Osteoarthritis is a major contributor to pain and disability worldwide. Given that inflammation plays an important role in the development of osteoarthritis, anti-inflammatory drugs may slow disease progression.
To examine whether colchicine, 0.5 mg daily, reduces incident total knee replacements (TKRs) and total hip replacements (THRs).
Exploratory analysis of the LoDoCo2 (Low-Dose Colchicine 2) randomized, controlled, double-blind trial. (Australian New Zealand Clinical Trials Registry: ACTRN12614000093684)
43 centers in Australia and the Netherlands.
5522 patients with chronic coronary artery disease.
Colchicine, 0.5 mg, or placebo once daily.
The primary outcome was time to first TKR or THR since randomization. All analyses were performed on an intention-to-treat basis.
A total of 2762 patients received colchicine and 2760 received placebo during a median follow-up of 28.6 months. During the trial, TKR or THR was performed in 68 patients (2.5%) in the colchicine group and 97 (3.5%) in the placebo group (incidence rate, 0.90 vs. 1.30 per 100 person-years; incidence rate difference, −0.40 [95% CI, −0.74 to −0.06] per 100 person-years; hazard ratio, 0.69 [CI, 0.51 to 0.95]).

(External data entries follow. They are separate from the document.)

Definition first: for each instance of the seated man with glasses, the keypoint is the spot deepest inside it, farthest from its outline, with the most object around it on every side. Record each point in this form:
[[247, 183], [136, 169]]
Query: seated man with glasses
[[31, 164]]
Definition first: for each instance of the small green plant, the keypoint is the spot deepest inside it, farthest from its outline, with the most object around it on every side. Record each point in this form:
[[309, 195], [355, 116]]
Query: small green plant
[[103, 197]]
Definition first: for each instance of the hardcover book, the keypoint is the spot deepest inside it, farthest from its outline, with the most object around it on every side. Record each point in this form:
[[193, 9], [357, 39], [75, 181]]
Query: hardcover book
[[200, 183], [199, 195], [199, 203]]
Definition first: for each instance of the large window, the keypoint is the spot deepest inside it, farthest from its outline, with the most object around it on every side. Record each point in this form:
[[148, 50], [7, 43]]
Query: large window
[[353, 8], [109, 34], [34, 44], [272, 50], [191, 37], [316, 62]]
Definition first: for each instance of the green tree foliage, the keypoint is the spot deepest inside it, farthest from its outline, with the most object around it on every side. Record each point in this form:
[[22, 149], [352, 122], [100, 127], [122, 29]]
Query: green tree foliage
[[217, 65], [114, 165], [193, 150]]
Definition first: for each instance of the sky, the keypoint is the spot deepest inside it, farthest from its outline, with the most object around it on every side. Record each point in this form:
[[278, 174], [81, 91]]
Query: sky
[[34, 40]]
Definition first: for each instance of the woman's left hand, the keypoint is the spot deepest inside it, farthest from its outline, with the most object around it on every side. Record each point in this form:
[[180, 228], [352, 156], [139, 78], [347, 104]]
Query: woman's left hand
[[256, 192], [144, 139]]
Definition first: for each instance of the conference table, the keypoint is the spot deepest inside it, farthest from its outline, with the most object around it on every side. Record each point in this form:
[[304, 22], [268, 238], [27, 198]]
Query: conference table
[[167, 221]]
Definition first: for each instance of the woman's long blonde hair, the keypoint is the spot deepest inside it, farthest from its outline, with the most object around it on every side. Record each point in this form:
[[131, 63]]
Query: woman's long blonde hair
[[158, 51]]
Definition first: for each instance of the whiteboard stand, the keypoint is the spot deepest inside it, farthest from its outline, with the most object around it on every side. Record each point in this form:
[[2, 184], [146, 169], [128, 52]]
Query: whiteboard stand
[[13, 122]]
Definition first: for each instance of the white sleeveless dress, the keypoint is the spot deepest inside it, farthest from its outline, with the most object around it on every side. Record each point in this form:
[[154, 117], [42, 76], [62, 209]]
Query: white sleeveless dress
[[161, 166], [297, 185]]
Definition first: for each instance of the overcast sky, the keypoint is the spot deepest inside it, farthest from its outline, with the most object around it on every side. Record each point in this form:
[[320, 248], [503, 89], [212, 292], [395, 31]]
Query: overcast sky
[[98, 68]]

In sensitivity analyses, similar results were obtained when patients with gout at baseline were excluded and when joint replacements that occurred in the first 3 and 6 months of follow-up were omitted.
LoDoCo2 was not designed to investigate the effect of colchicine in osteoarthritis of the knee or hip and did not collect information specifically on osteoarthritis.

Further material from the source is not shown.